Informação é ficcional
“Terminando, digo que faz sentido a frase “all news is fake” (todas as notícias são falsas). A natureza da notícia, do ponto de vista filosófico, não faz parte da qualidade da verdade ou da falsidade. Uma informação pertence ao estatuto da qualidade ficcional. A palavra latina ficcional, não pertence nem da dimensão da verdade e nem da dimensão da mentira, é uma construção do conteúdo. A natureza da informação é ficcional, hoje. No contexto de conectividade, todos nós somos chamados a construir a informação, devemos escolher nessa quantidade infinita de dados, o que faz sentido, o que pode ser verificado e construindo isso, mandamos pra frente a informação. Do ponto de vista da democracia, meu modo de ver, é um grande passo a frente, pois, na tradição da democracia ocidental, o pressuposto da democracia não é a verdade, mas é a liberdade”, afirmou Massimo.
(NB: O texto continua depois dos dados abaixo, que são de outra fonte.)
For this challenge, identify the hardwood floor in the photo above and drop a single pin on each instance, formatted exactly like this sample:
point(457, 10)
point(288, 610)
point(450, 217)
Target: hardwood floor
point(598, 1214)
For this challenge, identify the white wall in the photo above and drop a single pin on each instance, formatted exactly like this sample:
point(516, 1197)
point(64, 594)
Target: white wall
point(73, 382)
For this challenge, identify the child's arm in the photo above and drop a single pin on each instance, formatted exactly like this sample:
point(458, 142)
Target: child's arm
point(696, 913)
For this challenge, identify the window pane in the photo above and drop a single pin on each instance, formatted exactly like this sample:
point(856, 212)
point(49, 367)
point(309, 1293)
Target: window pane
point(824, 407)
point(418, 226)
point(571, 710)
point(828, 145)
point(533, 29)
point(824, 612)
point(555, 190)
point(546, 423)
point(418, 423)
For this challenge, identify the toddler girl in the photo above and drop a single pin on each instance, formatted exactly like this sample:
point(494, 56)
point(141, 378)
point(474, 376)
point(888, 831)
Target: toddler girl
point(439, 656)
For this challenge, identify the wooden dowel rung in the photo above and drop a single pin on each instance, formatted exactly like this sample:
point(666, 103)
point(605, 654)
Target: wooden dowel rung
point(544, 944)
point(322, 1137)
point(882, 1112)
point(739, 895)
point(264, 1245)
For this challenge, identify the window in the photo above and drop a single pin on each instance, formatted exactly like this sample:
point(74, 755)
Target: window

Em última analise professor Massimo detalha, “a dimensão contratual ou parlamentar, em um contexto social, é possível somente enquanto não existe uma verdade absoluta, por isso, toda democracia ocidental nasce leiga, baseadas em constituições escrita por humanos, porque tem seu pressuposto contratualistico na inexistência da verdade, e portanto a sua qualidade. Portanto, as fake news contribui a uma transformação que estamos vivendo, o fim do ponto de vista central. Não há hoje autoridade, autor, imprensa, televisão que possa ter uma consideração diferenciada em relação a qualquer outro tipo de proposição. Todas as proposições, inclusive a ciência, hoje, são disseminadas e são motivos de controvérsia. Tudo isso é muito parecido com a expressão do (Friedrich) Nietzsche, “até que enfim o mundo se tornou uma fábula”. Encerrou.